Abdullah Al Mamun
Distributed Systems
Distributed SystemsGoReliability

Backpressure Strategies in High-Traffic APIs

Without backpressure, a traffic spike doesn't just slow your system down — it takes it down. Here are the patterns that actually work.

AA

Abdullah Al Mamun

September 18, 2023 · 7 min read

What Backpressure Actually Means

Backpressure is the mechanism by which a system signals to its upstream that it's overwhelmed. Without it, a traffic spike causes unbounded queue growth, memory exhaustion, and eventually a crash.

The goal isn't to handle infinite traffic — it's to degrade gracefully and recover quickly.

Pattern 1: Token Bucket Rate Limiting

The token bucket algorithm allows bursts while enforcing an average rate.

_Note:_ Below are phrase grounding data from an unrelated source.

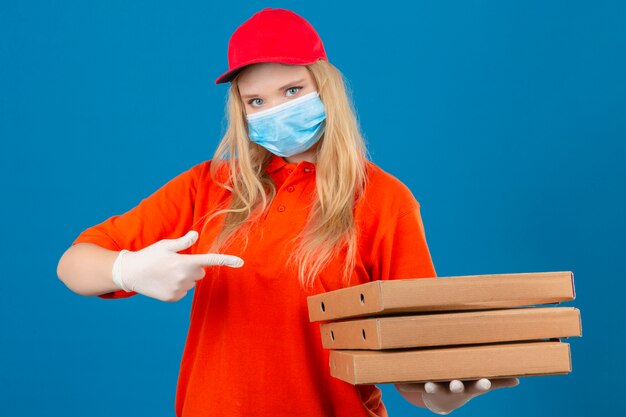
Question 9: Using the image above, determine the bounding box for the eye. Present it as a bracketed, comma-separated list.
[248, 98, 264, 107]
[286, 86, 302, 97]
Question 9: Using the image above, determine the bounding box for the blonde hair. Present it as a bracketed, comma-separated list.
[200, 60, 369, 290]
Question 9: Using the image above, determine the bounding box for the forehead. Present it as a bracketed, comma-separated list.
[237, 62, 313, 94]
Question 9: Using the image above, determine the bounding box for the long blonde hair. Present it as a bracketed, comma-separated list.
[200, 60, 369, 289]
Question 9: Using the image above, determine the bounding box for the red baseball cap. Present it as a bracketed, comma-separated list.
[214, 8, 328, 84]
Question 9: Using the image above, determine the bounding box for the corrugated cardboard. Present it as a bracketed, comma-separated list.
[308, 271, 575, 322]
[320, 307, 581, 349]
[330, 341, 571, 385]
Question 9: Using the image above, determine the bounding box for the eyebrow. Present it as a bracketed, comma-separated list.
[240, 78, 306, 99]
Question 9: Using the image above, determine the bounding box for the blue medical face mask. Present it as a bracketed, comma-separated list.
[245, 91, 327, 157]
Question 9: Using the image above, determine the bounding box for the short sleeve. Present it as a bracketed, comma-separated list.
[71, 162, 205, 299]
[356, 384, 385, 416]
[373, 206, 438, 281]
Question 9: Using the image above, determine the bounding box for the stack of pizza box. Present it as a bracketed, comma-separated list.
[307, 271, 581, 385]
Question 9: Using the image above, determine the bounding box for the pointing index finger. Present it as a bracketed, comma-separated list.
[184, 253, 244, 268]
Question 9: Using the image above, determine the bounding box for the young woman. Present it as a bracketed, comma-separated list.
[57, 8, 518, 416]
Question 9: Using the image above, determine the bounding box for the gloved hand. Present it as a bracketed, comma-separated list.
[395, 377, 519, 414]
[112, 230, 244, 302]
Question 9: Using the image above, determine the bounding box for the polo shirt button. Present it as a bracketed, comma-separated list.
[287, 186, 295, 192]
[286, 169, 293, 175]
[278, 205, 286, 212]
[304, 167, 311, 173]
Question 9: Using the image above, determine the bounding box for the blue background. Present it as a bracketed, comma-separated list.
[1, 0, 624, 415]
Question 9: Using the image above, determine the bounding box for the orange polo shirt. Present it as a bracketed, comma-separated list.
[72, 154, 437, 417]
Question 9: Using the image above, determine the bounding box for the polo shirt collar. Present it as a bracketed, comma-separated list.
[266, 154, 289, 173]
[265, 154, 316, 173]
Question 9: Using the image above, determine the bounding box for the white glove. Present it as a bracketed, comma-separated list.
[395, 378, 520, 414]
[111, 230, 244, 302]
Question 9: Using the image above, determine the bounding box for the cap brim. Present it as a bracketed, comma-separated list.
[214, 56, 325, 84]
[214, 67, 245, 84]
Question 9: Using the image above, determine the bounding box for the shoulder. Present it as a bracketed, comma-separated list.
[152, 159, 223, 196]
[361, 160, 421, 214]
[354, 160, 424, 249]
[187, 159, 212, 177]
[184, 159, 231, 183]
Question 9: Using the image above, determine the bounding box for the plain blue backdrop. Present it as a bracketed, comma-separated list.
[1, 0, 624, 415]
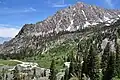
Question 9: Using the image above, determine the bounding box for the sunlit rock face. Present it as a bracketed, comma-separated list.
[0, 61, 50, 80]
[0, 2, 120, 56]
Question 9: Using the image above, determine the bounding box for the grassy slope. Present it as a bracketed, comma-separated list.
[23, 39, 78, 71]
[37, 40, 77, 69]
[0, 60, 21, 66]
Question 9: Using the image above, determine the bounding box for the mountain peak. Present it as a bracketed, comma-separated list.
[0, 2, 120, 55]
[76, 2, 87, 6]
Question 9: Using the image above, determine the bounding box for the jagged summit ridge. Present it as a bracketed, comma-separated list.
[17, 2, 120, 36]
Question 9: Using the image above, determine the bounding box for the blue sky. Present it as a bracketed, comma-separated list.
[0, 0, 120, 38]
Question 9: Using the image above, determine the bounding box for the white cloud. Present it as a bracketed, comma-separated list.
[105, 0, 114, 8]
[52, 4, 69, 8]
[0, 24, 20, 38]
[23, 7, 36, 12]
[47, 0, 70, 8]
[0, 7, 37, 14]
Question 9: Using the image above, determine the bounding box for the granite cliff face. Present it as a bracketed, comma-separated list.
[0, 2, 120, 56]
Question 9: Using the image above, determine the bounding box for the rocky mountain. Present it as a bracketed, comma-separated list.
[0, 2, 120, 57]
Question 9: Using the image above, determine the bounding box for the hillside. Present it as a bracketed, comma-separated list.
[0, 2, 120, 57]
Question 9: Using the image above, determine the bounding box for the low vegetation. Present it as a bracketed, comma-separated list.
[0, 59, 21, 66]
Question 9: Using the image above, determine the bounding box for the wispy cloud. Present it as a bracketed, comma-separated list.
[52, 4, 70, 8]
[23, 7, 36, 12]
[0, 24, 20, 38]
[47, 0, 70, 8]
[0, 7, 37, 14]
[105, 0, 114, 8]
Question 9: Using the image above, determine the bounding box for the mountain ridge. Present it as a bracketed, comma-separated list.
[0, 2, 120, 56]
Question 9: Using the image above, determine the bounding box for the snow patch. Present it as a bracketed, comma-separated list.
[55, 19, 63, 33]
[66, 19, 74, 31]
[81, 10, 87, 20]
[102, 31, 105, 33]
[105, 18, 118, 26]
[32, 32, 42, 36]
[91, 22, 99, 25]
[47, 29, 53, 34]
[118, 15, 120, 17]
[71, 19, 74, 25]
[105, 23, 110, 26]
[66, 26, 71, 31]
[83, 21, 91, 28]
[107, 19, 115, 23]
[73, 8, 76, 10]
[55, 27, 63, 33]
[77, 26, 80, 30]
[107, 13, 112, 17]
[116, 17, 119, 20]
[73, 14, 76, 17]
[99, 18, 104, 22]
[104, 16, 110, 21]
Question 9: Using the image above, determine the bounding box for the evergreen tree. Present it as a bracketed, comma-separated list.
[67, 43, 83, 80]
[49, 59, 57, 80]
[6, 74, 8, 80]
[101, 42, 110, 78]
[102, 41, 116, 80]
[32, 68, 36, 79]
[75, 43, 83, 80]
[64, 68, 69, 80]
[87, 45, 101, 80]
[115, 41, 120, 78]
[0, 76, 2, 80]
[102, 52, 116, 80]
[82, 39, 90, 77]
[68, 57, 75, 79]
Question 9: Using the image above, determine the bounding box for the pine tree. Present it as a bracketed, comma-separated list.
[64, 68, 69, 80]
[73, 43, 83, 79]
[32, 68, 36, 79]
[102, 52, 116, 80]
[82, 39, 93, 79]
[115, 41, 120, 78]
[101, 42, 110, 78]
[49, 59, 57, 80]
[82, 39, 90, 77]
[102, 41, 116, 80]
[87, 45, 101, 80]
[68, 57, 75, 79]
[67, 43, 84, 80]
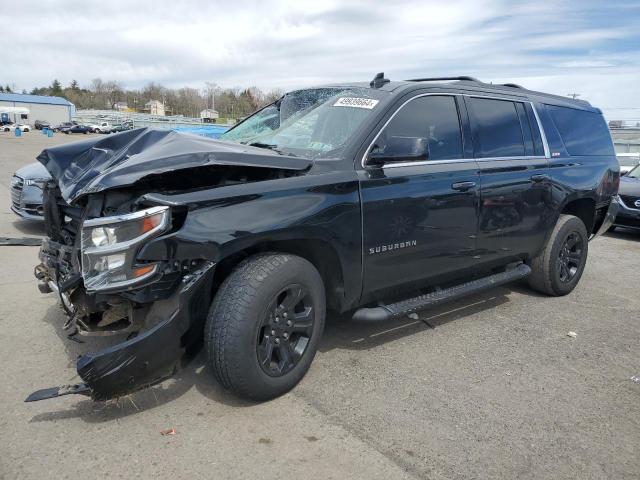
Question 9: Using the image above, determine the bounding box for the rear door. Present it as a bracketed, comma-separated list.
[359, 93, 480, 297]
[464, 96, 552, 267]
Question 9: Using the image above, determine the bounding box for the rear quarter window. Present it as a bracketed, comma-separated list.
[546, 105, 614, 156]
[466, 97, 526, 158]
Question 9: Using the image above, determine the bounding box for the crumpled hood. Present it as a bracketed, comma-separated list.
[37, 128, 312, 203]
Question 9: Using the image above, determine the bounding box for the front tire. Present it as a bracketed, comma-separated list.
[205, 253, 325, 401]
[528, 214, 589, 296]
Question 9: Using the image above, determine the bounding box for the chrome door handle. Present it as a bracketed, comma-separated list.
[451, 181, 476, 191]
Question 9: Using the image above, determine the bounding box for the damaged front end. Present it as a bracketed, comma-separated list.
[25, 128, 311, 402]
[29, 183, 216, 401]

Tokens are added at a fixed rate. Each request consumes a token. If no tokens are available, the request is rejected.

limiter := rate.NewLimiter(rate.Limit(1000), 100) // 1000 req/s, burst of 100
if !limiter.Allow() {
  http.Error(w, "rate limit exceeded", http.StatusTooManyRequests)
  return
}

This is the right choice for external-facing APIs where you want to protect against individual clients overwhelming the system.

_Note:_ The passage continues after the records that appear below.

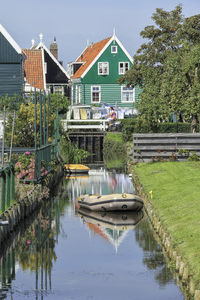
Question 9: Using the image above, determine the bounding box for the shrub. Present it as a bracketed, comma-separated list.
[121, 118, 192, 142]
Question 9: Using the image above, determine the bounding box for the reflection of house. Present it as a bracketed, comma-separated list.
[23, 34, 70, 96]
[0, 24, 25, 97]
[68, 30, 141, 110]
[67, 171, 134, 202]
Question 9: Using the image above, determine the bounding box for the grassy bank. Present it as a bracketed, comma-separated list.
[132, 161, 200, 288]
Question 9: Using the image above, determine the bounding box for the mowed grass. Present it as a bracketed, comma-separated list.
[106, 132, 123, 142]
[132, 161, 200, 285]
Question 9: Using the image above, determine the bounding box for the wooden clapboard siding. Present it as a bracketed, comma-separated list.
[133, 133, 200, 162]
[0, 33, 21, 63]
[73, 83, 140, 108]
[0, 63, 23, 96]
[0, 30, 24, 97]
[71, 34, 141, 108]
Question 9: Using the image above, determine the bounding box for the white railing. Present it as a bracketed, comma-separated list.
[61, 119, 109, 131]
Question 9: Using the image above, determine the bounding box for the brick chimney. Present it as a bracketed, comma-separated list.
[50, 37, 58, 60]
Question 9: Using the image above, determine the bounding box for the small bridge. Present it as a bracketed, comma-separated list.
[61, 119, 109, 131]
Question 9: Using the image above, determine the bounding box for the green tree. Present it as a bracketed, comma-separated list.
[119, 6, 200, 129]
[5, 102, 55, 147]
[0, 94, 24, 111]
[49, 93, 70, 115]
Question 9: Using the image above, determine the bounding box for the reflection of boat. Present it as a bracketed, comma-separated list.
[65, 164, 90, 174]
[78, 208, 143, 252]
[66, 174, 89, 180]
[78, 208, 143, 230]
[78, 193, 143, 212]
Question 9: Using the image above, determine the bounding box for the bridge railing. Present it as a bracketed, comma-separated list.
[61, 119, 109, 131]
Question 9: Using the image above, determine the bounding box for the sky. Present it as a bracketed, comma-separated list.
[1, 0, 200, 68]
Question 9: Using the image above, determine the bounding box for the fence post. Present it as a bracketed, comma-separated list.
[6, 167, 11, 208]
[1, 170, 6, 212]
[43, 92, 46, 146]
[40, 91, 43, 147]
[11, 165, 15, 201]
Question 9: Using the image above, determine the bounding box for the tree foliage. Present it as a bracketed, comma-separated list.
[4, 93, 70, 147]
[119, 5, 200, 129]
[49, 93, 70, 115]
[5, 102, 55, 147]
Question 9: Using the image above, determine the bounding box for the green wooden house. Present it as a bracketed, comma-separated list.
[69, 32, 140, 111]
[0, 24, 25, 97]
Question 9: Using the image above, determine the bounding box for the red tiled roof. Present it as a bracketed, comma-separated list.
[72, 37, 111, 79]
[23, 49, 44, 90]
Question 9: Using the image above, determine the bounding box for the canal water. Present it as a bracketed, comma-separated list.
[0, 169, 185, 300]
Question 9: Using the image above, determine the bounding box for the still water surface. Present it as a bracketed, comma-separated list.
[1, 169, 184, 300]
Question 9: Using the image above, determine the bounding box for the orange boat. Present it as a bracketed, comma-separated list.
[64, 164, 90, 174]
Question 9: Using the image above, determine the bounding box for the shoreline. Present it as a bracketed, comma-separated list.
[129, 161, 200, 300]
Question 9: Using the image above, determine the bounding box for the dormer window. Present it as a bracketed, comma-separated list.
[111, 45, 117, 53]
[98, 62, 109, 75]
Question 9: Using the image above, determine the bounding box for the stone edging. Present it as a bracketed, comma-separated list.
[130, 166, 200, 300]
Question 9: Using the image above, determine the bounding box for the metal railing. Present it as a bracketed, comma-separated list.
[0, 164, 15, 212]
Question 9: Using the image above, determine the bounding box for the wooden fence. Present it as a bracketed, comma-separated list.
[133, 133, 200, 162]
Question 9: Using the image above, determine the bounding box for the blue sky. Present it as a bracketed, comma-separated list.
[1, 0, 200, 67]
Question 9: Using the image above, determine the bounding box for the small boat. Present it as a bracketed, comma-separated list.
[64, 164, 90, 174]
[78, 193, 144, 212]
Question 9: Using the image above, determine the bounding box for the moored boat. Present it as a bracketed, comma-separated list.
[64, 164, 90, 174]
[78, 193, 144, 212]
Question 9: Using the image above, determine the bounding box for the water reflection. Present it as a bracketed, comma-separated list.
[0, 196, 68, 299]
[0, 171, 184, 300]
[78, 209, 143, 253]
[135, 216, 174, 287]
[66, 169, 134, 204]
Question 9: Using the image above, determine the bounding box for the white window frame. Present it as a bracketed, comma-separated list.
[75, 85, 81, 104]
[71, 85, 74, 105]
[119, 62, 129, 75]
[91, 86, 101, 103]
[98, 62, 109, 75]
[111, 45, 118, 54]
[53, 85, 64, 95]
[121, 85, 135, 103]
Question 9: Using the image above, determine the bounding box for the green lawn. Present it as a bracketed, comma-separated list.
[132, 161, 200, 287]
[105, 132, 123, 142]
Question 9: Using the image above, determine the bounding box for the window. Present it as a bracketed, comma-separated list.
[119, 62, 129, 75]
[53, 86, 63, 95]
[91, 86, 101, 103]
[44, 62, 47, 74]
[75, 85, 81, 103]
[121, 86, 135, 103]
[111, 45, 117, 53]
[98, 62, 109, 75]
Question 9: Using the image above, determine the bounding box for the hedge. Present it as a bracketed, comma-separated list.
[120, 119, 193, 142]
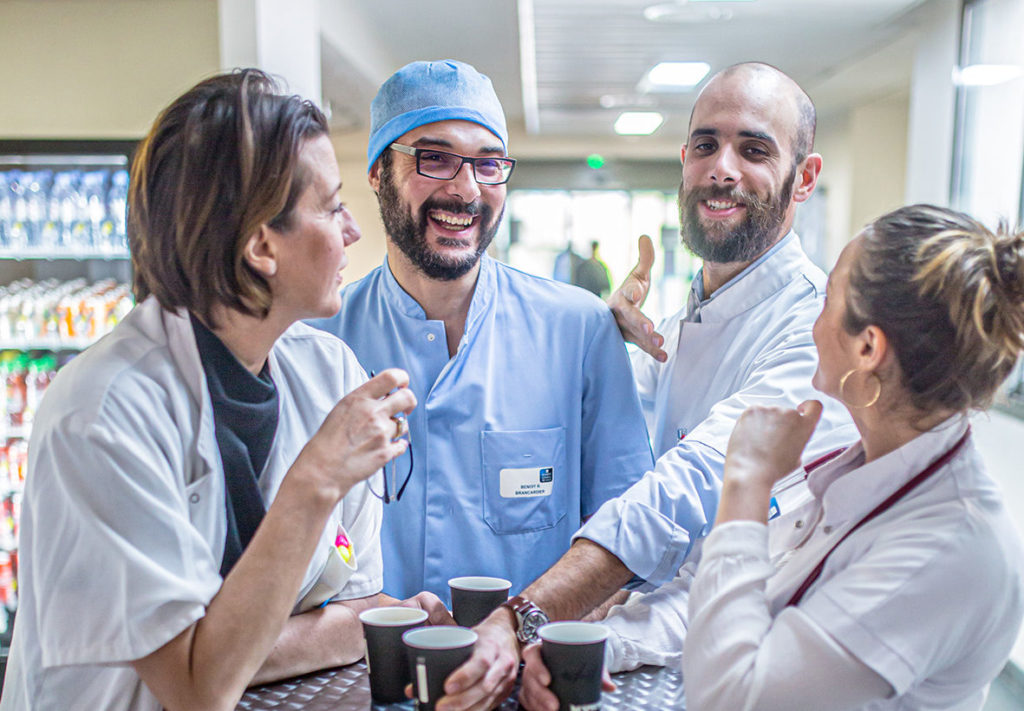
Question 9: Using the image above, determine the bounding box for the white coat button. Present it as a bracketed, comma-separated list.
[823, 525, 833, 534]
[794, 520, 804, 529]
[427, 333, 436, 342]
[190, 493, 200, 504]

Pattern 2: Semaphore-Based Concurrency Limiting

Rate limiting controls requests per second. Concurrency limiting controls simultaneous in-flight requests. For CPU-bound or DB-bound operations, concurrency limiting is often more effective.

sem := make(chan struct{}, 100) // max 100 concurrent requests
sem <- struct{}{}
defer func() { <-sem }()

Pattern 3: Load Shedding

When the system is overloaded, it's better to reject some requests immediately than to queue them all and serve them slowly. A slow response is often worse than a fast rejection — it ties up client connections and downstream resources.

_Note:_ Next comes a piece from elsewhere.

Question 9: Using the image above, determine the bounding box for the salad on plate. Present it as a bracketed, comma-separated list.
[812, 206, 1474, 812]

We implemented load shedding based on queue depth: if the worker queue exceeds a threshold, new requests get a 503 immediately.

Pattern 4: Circuit Breaker

For downstream dependencies, a circuit breaker prevents cascading failures. If a downstream service starts failing, the circuit opens and requests fail fast instead of waiting for timeouts.

The Combination That Works

In our ad serving system, we use all four in layers:

1. Token bucket at the edge (per-publisher rate limit) 2. Concurrency semaphore at the auction evaluator (protects Redis) 3. Load shedding at the impression logger (protects Kafka) 4. Circuit breaker on the DSP bid request (protects against slow DSPs)

Each layer handles a different failure mode. Together, they make the system resilient to traffic spikes, slow dependencies, and cascading failures.